Inside the mushroom cap of Basidiomycota, special cells called basidia make spores, called basidiospores. Basidia are located at the ends of tiny projections within the mushroom cap. Inside the basidia, the genetic process of meiosis occurs, splitting the entire genetic code of the mushroom and creating reproductive cells that contain only half of the genetic material. Since the original fungi have two nuclei, the basidiospores each have only a single nucleus. When two basidiospores combine, they can form a new dikaryotic (two nucleus) organism which can then sprout more mushrooms to continue the process.
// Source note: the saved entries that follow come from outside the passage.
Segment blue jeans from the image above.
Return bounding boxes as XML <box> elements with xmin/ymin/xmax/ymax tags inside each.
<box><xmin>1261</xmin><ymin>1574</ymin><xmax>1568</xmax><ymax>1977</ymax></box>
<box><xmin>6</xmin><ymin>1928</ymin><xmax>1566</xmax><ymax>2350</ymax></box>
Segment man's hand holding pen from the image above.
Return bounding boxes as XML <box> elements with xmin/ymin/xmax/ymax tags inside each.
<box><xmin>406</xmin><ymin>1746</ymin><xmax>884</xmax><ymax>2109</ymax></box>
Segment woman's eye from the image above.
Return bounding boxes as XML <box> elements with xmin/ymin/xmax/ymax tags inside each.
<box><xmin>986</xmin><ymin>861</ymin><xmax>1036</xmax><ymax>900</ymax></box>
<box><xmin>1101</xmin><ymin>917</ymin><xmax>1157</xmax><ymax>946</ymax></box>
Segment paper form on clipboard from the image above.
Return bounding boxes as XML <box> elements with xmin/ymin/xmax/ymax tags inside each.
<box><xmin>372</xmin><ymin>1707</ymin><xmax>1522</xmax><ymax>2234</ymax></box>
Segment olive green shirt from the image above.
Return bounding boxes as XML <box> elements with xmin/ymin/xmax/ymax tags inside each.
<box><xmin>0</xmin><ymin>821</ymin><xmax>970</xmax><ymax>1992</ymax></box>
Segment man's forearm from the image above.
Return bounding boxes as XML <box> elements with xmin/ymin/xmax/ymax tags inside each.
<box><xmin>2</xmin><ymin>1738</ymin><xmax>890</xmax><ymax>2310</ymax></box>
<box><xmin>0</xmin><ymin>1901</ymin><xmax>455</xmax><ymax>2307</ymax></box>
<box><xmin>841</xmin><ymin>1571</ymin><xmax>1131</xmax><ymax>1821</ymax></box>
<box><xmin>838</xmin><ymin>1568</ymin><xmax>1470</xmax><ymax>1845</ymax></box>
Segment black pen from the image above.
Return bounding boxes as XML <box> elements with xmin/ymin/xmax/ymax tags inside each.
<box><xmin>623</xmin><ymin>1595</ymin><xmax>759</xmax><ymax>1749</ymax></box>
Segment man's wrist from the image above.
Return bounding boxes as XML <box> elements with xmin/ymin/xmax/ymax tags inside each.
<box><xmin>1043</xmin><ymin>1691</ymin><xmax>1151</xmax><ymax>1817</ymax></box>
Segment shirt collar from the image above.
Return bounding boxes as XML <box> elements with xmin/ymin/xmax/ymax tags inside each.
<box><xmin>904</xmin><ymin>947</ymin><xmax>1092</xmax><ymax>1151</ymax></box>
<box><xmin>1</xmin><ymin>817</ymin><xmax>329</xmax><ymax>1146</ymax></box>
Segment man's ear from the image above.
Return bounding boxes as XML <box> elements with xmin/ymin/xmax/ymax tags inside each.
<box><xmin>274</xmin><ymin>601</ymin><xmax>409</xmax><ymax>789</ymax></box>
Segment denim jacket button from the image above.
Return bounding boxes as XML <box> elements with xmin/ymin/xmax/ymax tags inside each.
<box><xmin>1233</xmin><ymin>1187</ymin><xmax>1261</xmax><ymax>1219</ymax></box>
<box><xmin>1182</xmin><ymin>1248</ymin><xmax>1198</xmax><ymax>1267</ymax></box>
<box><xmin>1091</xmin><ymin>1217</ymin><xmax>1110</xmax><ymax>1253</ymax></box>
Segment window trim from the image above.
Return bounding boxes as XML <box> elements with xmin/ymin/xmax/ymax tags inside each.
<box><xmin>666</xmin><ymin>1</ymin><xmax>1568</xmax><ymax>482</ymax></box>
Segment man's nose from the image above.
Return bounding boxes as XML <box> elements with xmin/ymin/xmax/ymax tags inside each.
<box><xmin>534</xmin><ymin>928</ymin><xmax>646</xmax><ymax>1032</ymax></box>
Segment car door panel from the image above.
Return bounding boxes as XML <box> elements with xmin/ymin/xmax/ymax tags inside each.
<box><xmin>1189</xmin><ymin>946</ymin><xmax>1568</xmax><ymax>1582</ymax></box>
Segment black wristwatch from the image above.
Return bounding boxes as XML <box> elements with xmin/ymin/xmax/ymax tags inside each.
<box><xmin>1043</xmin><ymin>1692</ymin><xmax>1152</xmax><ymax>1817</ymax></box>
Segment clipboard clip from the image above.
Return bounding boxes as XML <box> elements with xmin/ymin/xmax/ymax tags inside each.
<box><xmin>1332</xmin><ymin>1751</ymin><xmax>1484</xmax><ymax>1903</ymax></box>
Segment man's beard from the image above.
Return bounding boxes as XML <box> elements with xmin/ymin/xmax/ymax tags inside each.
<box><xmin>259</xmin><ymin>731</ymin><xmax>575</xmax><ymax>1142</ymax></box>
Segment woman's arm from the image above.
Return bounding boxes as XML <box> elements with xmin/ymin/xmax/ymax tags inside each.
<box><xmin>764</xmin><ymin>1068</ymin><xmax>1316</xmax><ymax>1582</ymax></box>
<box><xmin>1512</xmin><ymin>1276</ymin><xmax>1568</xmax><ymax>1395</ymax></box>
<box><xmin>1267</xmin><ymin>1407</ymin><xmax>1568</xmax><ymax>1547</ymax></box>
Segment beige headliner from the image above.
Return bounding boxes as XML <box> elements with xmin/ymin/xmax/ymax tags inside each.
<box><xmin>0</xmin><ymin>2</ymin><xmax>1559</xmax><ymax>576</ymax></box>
Asexual Reproduction of Basidiomycota

While basidiospores often act in much the same way as the reproductive cells of other living things, they also have another function. Basidiospores in the ground can also reproduce asexually, dividing themselves over and over to create cloned copies of themselves, spreading their hyphae out underground, ever in search of other, compatible basidiospores.

Because these expanding hyphae are haploid, containing only half of the required genetic code, they cannot grow into a mushroom. They can only continue to spread through the ground until they reach a compatible partner so that they can continue the cycle.

So that means the two bags I use in the kit are a bag of the underground spores and another, different, bag of spores that makes them active. A binary agent in effect. Now obviously there are places that sell the two components and I could go that way but I want to know how to make my own separate spore cultures from mushrooms. That way I can recreate them at home from my cultures any time when these shops are not available and I can also create them from mushrooms found in the wild. Obviously identified mushrooms from a good book or tested on a politician.

Anyway, while browsing the web I found these books on exactly how to do that. The Mushroom Cultivator: A Practical Guide for Growing Mushrooms at Home and Growing Gourmet and Medicinal Mushrooms. I’m going to get them soon and have a go. Clearly this is another subject where having the right kit at hand before society starts to fall apart is a must. There is talk about lab work and spore handing. It sounds like a specialist subject and I’ll need to get my lab gear out for it.

I’ve not eaten any truffles but they must reproduce the same sort of way and they are very expensive to buy. An expansion route for a mushroom farmer.

But, I think it’ll be worth looking into and to have have mushrooms you can be sure of rather than looking through woods.

4 comments to A Fungi to call your own

  • half

    How did you get on with that kit skean dhude? I tried one last year but only got 3 mushrooms out of it.

  • Skean Dhude

    Half,

    You did well. My first try I got zero from it. Ironically when I put it in the composter I actually got a few popping through every now and again for months after.

    I’ve discovered that the temprature is important. You need to make sure that it is always in the bands mentioned.

    I got a good batch the following few years because I was monitoring the temperature and spraying daily. However, they worked out very expensive compared to how much you can buy them for in the supermarket.

    This year is going to be bad because already I have let the temperature drop. That never worked out well previously.

    I think these kits are overpriced and not cost effective. That is why I want to get the spores sorted out. Although with the books talking about testing and a lab I wonder how much that costs and what my ROI will be.

  • Skvez

    Although a very tempting idea, I’m not sure it’s safe to test potentially toxic substances on politicians. They spend all day surrounded by and in fact excreting legislation; they must have a well above average tolerance to toxic substances.

  • Skean Dhude

    Good point. Perhaps as a first cut. If they do fall then it must be really bad, if they make it then there is still local council officials for the next stage. Their tolerances must be much lower.